As you approach a rise in the road, heading south, a school bus appears, driving north, driven by a human, and it veers sharply toward you. There is no time to stop safely, and no time for you to take control of the car.
Does the car:
–– Swerve sharply into the trees, possibly killing you but possibly saving the bus and its occupants?
–– Perform a sharp evasive maneuver around the bus and into the oncoming lane, possibly saving you, but sending the bus and its driver swerving into the trees, killing her and some of the children on board?
–– Hit the bus, possibly killing you as well as the driver and kids on the bus?
In everyday driving, such no-win choices may be exceedingly rare but, when they happen, what should a self-driving car – programmed in advance -- do? Or in any situation -- even a less dire one -- where a moral snap judgment must be made?

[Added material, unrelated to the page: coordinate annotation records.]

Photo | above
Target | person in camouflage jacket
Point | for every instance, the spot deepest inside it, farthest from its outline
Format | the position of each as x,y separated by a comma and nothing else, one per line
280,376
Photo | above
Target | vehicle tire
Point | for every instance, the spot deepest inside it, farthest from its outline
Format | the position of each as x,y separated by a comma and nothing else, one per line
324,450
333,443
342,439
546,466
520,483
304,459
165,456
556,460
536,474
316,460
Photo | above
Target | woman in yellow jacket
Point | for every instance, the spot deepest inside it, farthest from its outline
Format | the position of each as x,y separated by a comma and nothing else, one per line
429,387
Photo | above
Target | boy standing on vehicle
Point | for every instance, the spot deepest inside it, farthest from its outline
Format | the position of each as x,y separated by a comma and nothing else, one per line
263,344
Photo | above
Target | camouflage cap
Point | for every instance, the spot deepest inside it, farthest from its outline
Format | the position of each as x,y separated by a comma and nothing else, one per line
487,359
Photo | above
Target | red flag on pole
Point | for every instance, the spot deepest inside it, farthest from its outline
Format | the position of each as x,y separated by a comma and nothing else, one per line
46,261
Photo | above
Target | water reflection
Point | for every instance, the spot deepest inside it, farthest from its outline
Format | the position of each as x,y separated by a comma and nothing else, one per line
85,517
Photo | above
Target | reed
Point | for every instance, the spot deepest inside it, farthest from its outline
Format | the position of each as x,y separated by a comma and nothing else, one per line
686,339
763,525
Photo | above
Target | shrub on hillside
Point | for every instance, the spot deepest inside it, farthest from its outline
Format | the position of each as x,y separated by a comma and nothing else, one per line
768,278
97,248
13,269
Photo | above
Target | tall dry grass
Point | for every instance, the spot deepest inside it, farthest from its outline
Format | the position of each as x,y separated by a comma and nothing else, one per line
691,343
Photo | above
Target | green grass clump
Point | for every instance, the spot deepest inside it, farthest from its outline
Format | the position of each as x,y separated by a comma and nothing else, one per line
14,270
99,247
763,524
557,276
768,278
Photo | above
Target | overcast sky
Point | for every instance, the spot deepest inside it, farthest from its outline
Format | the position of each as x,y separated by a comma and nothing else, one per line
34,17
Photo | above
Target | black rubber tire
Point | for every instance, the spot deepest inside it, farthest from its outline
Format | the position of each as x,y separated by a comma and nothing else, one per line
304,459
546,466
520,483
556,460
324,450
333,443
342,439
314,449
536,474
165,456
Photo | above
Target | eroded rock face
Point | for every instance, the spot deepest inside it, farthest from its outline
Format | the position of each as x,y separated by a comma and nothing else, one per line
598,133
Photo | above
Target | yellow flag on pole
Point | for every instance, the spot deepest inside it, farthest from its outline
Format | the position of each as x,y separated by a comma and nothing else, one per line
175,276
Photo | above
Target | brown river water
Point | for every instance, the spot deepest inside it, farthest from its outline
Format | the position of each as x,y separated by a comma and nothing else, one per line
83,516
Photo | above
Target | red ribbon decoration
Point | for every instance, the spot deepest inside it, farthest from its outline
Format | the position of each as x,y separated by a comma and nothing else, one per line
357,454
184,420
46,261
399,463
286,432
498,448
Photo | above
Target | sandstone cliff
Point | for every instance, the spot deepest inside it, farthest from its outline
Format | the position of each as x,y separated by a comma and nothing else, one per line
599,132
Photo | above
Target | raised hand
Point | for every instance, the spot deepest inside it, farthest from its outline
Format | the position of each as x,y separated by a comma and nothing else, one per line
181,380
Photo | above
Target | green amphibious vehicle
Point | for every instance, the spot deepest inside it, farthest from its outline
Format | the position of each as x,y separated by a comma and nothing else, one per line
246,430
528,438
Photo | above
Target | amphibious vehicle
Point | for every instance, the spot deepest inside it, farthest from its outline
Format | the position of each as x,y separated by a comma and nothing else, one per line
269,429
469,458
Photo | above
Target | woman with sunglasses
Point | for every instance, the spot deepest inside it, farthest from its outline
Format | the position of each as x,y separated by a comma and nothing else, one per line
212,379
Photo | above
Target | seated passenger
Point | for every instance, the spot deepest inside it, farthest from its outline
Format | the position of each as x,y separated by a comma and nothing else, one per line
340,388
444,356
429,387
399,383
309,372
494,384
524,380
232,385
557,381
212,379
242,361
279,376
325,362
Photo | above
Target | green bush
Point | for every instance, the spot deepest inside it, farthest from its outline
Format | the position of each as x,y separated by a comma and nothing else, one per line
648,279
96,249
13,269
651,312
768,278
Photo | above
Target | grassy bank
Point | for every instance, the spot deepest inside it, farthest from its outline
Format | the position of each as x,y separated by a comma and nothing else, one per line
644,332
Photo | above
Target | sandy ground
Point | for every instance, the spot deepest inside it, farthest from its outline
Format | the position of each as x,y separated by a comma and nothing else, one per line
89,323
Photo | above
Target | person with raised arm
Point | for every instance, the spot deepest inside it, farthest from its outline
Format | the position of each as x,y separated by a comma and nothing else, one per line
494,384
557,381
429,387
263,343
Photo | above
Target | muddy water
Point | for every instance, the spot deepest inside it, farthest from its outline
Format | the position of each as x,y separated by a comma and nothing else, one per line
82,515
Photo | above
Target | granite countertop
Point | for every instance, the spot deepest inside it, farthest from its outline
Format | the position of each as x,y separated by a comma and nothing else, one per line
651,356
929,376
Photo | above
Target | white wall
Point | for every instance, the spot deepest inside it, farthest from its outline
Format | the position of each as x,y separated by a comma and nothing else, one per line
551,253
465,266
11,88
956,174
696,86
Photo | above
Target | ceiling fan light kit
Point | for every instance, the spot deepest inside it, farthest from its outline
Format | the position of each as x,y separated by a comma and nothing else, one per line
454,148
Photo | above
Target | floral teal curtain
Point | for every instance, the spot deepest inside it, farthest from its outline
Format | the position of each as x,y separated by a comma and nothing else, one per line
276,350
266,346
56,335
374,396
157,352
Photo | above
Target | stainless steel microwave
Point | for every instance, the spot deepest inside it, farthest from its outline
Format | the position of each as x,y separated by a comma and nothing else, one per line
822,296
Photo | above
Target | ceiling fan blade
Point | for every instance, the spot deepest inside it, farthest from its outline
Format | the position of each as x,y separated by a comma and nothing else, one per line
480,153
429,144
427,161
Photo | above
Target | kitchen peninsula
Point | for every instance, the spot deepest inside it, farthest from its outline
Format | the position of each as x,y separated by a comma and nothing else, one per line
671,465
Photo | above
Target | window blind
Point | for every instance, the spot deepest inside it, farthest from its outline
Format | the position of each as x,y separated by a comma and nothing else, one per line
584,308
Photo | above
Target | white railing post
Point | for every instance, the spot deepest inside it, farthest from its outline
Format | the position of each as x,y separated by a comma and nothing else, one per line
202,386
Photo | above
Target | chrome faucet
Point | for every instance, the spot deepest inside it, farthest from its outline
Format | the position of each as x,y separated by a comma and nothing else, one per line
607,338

It's not just a theoretical question anymore, with predictions that in a few years, tens of thousands of semi-autonomous vehicles may be on the roads. Investment in the field totals about $80 billion. Companies like Google-affiliated Waymo are working feverishly on them, mobility companies like Uber and Tesla are racing to beat them. Detroit's automakers are placing a big bet on them.
There's every reason for excitement: Self-driving vehicles will ease commutes, returning lost time to workers; enhance mobility for seniors and those with physical challenges; and sharply reduce the number of deaths on U.S. highways each year, now about 35,000.